An analysis by the U.S. Centers for Disease Control and Prevention found that 17,537 kids under the age of 15 were brought to hospital emergency rooms after choking in 2001 alone. Almost 60% of those kids choked on food, and about 30% choked on coins or other foreign objects. (In the rest of the cases, the cause was unknown.) In addition, the U.S. Consumer Product Safety Commission documented 449 choking deaths involving non-food items between 1972 and 1992.
But food is the most dangerous threat to children’s airways, according to a 1984 study published in the Journal of the American Medical Assn. That study found that aspirated food caused one death in the U.S. every five days. Hot dogs alone accounted for 17% of those deaths among kids below the age of 10.
In a new policy statement on choking being published Monday in the journal Pediatrics, the academy explains why hot dogs pose a singular danger. A hot dog
“is cylindrical, airway sized, and compressible, which allows it to wedge tightly into a child’s hypopharynx and completely occlude the airway.”
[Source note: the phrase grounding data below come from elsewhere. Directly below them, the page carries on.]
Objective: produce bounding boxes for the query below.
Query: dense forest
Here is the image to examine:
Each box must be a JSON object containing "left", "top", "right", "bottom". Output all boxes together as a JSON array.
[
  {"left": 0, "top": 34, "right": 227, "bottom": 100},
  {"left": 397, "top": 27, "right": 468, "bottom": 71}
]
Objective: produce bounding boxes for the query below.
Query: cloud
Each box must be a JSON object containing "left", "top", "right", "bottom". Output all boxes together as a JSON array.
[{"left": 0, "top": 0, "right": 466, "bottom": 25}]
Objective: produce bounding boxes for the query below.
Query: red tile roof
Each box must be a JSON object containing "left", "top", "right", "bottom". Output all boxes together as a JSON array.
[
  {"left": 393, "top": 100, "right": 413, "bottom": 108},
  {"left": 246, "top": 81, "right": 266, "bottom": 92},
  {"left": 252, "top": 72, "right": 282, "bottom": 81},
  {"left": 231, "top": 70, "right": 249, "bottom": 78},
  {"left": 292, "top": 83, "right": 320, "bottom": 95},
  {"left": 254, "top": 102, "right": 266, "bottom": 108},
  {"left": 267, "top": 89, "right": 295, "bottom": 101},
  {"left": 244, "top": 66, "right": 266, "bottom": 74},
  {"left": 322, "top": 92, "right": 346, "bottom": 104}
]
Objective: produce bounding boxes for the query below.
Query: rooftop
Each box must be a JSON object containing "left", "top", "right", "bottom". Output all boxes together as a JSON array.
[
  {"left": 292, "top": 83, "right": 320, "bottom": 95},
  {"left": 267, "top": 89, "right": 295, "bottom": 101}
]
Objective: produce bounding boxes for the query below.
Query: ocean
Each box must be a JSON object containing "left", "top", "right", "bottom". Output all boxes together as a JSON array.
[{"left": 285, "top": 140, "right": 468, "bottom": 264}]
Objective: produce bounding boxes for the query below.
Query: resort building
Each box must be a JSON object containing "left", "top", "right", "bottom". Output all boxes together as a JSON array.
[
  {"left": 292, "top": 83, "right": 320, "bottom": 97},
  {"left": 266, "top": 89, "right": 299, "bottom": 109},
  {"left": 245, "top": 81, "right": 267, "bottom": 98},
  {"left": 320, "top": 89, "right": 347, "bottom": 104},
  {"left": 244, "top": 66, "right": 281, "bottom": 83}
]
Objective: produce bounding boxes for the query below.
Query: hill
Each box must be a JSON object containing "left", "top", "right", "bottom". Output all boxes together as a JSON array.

Hot dogs aren’t the only risky foods. Other edible dangers include hard candy, peanuts, nuts and seeds, whole grapes, raw carrots, apples, popcorn, peanut butter chunks, marshmallows, chewing gum and sausages, according to the academy’s Committee on Injury, Violence, and Poison Prevention.
Pediatricians should do more to make parents aware of the choking risks posed by food, toys and coins. Likewise, food manufacturers should take choking risks into account when they design food products and should redesign existing foods “to avoid shapes, sizes, textures, and other characteristics that increase choking risk to children,” according to the statement.
The academy’s policy statement also includes a long to-do list for government regulators too.
For example, the group says the U.S. Food and Drug Administration should:
- Require manufacturers to label foods that pose the greatest choking risk;
- Create a surveillance system to track and prevent choking-related injuries and deaths; and
- Conduct public education campaigns about the choking hazards.
The academy also calls on the Consumer Product Safety Commission to:
- Work harder to make sure toys sold in vending machines, store bins and online include warnings about choking hazards;
- Convince toy makers to conduct more effective recalls of dangerous toys;
- Step up efforts to prevent toys from being sold on eBay and other online auction sites after they have been recalled.